One year after President Obama announced his desire to rid the world of nuclear weapons, his nuclear agenda is taking center-stage in American foreign policy. This week, the president will sign a new arms control agreement with Russia in Prague before he hosts the Nuclear Security Summit in Washington, DC. At any moment the Administration is expected to release its 2010 Nuclear Posture Review, which adds to the momentum building towards the Nuclear Non-proliferation Treaty Review in May.

As the president moves forward with his nuclear agenda, Americans need to know the implications of these decisions. The Heritage Foundation and the American Enterprise Institute’s Center for Defense studies invite you to “Questioning Obama’s Nuclear Agenda: The Conservative Counter Summit” to be held at the Heritage Foundation on Tuesday, April 6.

President Obama believes these treaties and meetings will strengthen his case for a world free of nuclear weapons. Surely, what happens over the next couple of months will significantly shape the future of the U.S. nuclear arsenal, its missile defense program, and the strength, security, and defense of its interests and alliance relationships around the world.

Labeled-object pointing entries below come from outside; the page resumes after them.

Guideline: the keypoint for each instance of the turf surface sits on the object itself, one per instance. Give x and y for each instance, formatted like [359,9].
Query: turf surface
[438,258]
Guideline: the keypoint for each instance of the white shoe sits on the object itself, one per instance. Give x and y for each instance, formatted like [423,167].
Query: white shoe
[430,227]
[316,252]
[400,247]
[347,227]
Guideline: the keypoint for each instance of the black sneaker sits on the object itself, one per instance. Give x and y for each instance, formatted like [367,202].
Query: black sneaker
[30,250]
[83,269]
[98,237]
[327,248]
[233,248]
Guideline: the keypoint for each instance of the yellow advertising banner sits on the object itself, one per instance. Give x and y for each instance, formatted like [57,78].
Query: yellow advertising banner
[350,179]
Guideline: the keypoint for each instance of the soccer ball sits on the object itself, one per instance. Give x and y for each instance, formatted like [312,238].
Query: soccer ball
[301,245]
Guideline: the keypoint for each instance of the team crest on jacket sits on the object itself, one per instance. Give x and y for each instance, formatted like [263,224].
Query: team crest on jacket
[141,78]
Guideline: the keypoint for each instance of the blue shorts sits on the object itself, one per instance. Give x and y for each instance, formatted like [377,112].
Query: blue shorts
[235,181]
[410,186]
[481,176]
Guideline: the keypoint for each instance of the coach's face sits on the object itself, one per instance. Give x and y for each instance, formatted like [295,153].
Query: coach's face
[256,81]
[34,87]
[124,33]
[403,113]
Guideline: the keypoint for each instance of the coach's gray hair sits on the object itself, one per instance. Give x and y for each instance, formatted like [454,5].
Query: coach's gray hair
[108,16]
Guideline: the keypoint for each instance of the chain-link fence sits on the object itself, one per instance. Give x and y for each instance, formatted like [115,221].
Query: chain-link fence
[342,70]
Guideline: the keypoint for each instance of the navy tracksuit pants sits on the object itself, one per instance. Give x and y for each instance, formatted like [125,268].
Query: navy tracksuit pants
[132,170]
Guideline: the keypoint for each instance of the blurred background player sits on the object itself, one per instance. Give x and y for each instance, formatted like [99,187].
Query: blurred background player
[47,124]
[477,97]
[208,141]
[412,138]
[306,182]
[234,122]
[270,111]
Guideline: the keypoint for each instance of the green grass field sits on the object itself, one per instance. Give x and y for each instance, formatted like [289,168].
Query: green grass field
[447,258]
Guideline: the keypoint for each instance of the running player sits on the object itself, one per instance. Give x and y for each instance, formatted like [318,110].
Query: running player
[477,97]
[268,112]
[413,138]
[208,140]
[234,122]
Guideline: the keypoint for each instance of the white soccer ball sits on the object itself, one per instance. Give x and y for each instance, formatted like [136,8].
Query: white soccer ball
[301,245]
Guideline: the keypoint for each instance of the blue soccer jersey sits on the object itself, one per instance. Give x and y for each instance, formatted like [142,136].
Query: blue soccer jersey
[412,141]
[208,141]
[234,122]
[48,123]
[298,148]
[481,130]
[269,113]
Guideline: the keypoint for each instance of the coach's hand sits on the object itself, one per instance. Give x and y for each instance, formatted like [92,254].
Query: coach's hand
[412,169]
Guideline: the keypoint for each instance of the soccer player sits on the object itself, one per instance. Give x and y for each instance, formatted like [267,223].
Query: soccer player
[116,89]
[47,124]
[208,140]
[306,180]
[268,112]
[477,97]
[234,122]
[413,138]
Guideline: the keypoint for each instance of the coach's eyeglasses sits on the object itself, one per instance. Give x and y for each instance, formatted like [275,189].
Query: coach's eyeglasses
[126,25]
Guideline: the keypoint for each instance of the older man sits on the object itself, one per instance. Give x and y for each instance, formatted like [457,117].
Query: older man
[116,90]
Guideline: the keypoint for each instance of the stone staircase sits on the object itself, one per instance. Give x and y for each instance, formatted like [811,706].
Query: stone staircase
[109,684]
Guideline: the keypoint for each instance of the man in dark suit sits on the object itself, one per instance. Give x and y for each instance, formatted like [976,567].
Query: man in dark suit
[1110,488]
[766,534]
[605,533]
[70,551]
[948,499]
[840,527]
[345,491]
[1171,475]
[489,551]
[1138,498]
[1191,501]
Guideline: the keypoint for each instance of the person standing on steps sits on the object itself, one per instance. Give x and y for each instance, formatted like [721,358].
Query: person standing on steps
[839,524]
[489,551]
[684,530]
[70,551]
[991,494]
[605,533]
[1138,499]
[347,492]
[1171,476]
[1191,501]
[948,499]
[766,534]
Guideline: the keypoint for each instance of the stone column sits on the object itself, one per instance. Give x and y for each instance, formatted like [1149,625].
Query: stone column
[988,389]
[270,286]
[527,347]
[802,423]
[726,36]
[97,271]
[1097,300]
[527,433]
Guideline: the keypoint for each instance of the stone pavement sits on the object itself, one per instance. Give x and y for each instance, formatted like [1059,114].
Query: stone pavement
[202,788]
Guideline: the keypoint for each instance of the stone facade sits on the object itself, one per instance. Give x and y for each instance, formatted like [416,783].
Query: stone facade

However, the president’s vision of a world without nuclear weapons is driving actions that are likely to increase proliferation and increase the risk of nuclear war, while putting the U.S. at greater risk. Two panels featuring distinguished national security and defense experts will discuss the Administration’s policies and the alternatives the U.S. should pursue to protect itself and its allies from the threat of nuclear weapons.